How had it come to this? She’d packed up and moved from Colorado to Alaska with little more than the clothes on her back and a trailerful of rescued wolves. She’d spent every penny she had on this place. She’d taken a leap of faith. Didn’t God normally like that sort of thing?
She hadn’t been running away, no matter how badly things had ended with Stephen. She’d been running toward something. Her future. And now a very large part of that future depended on this interview, this interview that was going so horribly wrong.
She lifted her chin and did her best to ignore the way Ethan Hale was looking at her as if she’d lost her mind. “And the answer to your question is no. They’re not always this active. It’s the weather. Wolves love a pretty snowfall. Doesn’t everyone?”
Ethan scribbled something in his notebook, again without cracking a smile.
Not everyone. Obviously.
Piper couldn’t let the tour end this way. She just couldn’t. This man needed to meet a wolf, one on one. He needed to look into Koko’s eyes and see him the way that she did.
“Let’s go.” She unfastened the lock on the first gate, held the door open and waited for Ethan to follow.
“What?”
He stood rooted to the spot. “Where is it that you think you’re going?”
“Inside, of course.” She motioned toward Koko, watching the two of them with keen interest. “And you’re coming with me.”
* * *
Ethan stared at Piper. Standing in the snow with her blond hair whipping in the wind, framed by evergreens and wolves moving among the shadows, she looked like Red Riding Hood come to life. Then again, maybe her crimson parka was messing with his head.
“Come on.” She beckoned to him, as if he’d been waiting his whole life to follow her into a wolf den.
“Right.” He rolled his eyes. She couldn’t possibly be serious.
By all appearances, she was. She stood staring at him, holding the first of two metal barred gates open. Waiting.
“I don’t think so,” he said grimly, and turned to leave, to go back to his cubicle in the newsroom where he couldn’t feel the kiss of snow on his face or smell the perfume of alder wood and forest that had once clung to his skin, his hair and every piece of clothing he’d ever worn. Back to a place where he wouldn’t be forced to remember things best left forgotten.
“Suit yourself,” she called out from behind him.
He heard the gate clang closed. Good, she’d come to her senses and was back on this side of the fence, where any reasonable person belonged.
He kept walking. He’d already been here too long. Where had the day gone? He’d unwittingly spent more than three hours listening to Piper wax poetic about her wolves. How on earth had he let that happen?
Without turning around, he held up his hand in a parting wave. “Goodbye, Ms. Quinn.”
“I asked you to call me Piper, remember?” She sounded farther away than she should have.

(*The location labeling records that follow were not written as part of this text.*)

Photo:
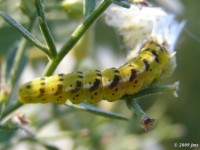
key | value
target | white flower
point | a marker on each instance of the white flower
(137, 25)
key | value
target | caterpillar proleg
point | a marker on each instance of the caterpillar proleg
(154, 60)
(93, 86)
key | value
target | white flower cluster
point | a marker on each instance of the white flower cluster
(137, 25)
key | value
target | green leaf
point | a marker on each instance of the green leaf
(24, 32)
(97, 111)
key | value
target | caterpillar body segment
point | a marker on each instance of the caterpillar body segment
(93, 86)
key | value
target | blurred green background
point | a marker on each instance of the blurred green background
(178, 119)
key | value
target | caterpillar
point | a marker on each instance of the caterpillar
(111, 84)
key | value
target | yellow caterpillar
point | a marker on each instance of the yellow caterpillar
(110, 84)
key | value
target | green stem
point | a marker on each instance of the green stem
(136, 108)
(89, 6)
(18, 58)
(76, 35)
(45, 29)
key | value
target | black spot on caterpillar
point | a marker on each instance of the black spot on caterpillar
(93, 86)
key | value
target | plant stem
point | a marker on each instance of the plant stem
(76, 35)
(18, 58)
(45, 29)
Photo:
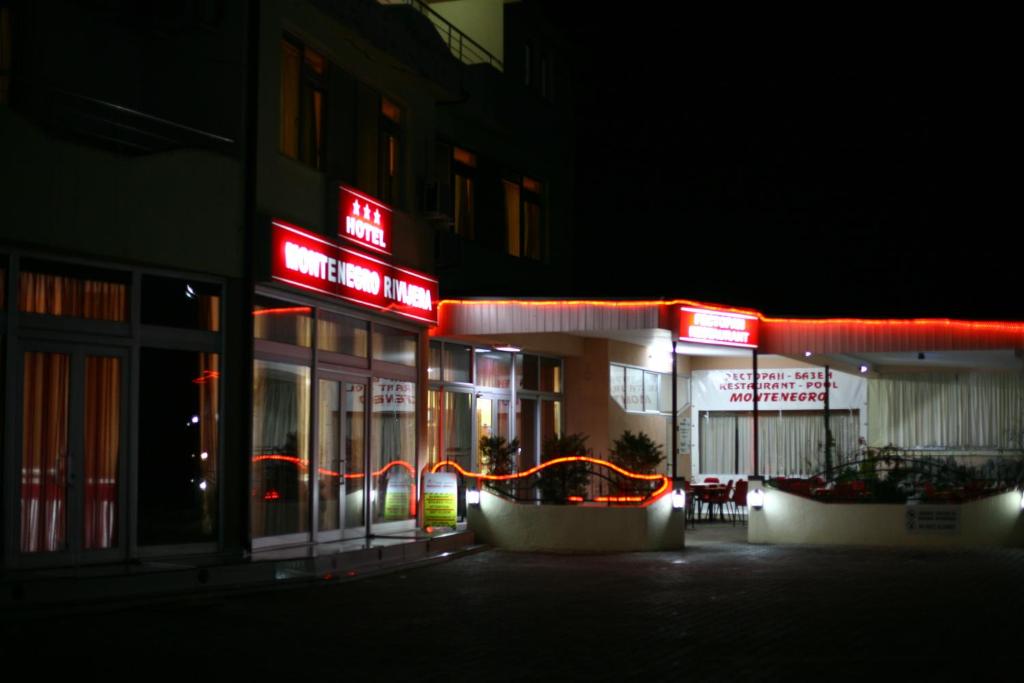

Then Ethan heard the jingle of keys.
Gut clenching, he turned around. Sure enough, she was unlocking the second gate, about to step right inside the enclosure. With the wolf. “What do you think you’re doing?”
“I told you.” She shrugged. “I’m going inside.”
“No, you’re not.” Ethan had no intention of watching her walk in there by herself. Alone. Behind two locked gates where he couldn’t get to her if something went wrong.
Leave it. She’s a grown woman.
Clearly she’d done this before, and she’d lived to tell about it. But wolves weren’t pets. They weren’t dogs, cats or harmless little hamsters. They were wild animals.
Wild is wild.
She’d said so herself.
“I know what I’m doing, Mr. Hale. There’s nothing to be afraid of.” An unspoken challenge glimmered in her eyes. Eyes the color of glaciers in springtime.
Afraid?
What did she think he was afraid of? Death?
Death would have been easy. Survival, on the other hand, had been far more difficult. Even now, five years later, he still wished it had been him. It
should
have been him.
He crossed his arms. “Do I look scared?”
The only thing he was afraid of was watching her put her life on the line. He’d seen this sort of thing go badly before. Once. And once had been more than enough.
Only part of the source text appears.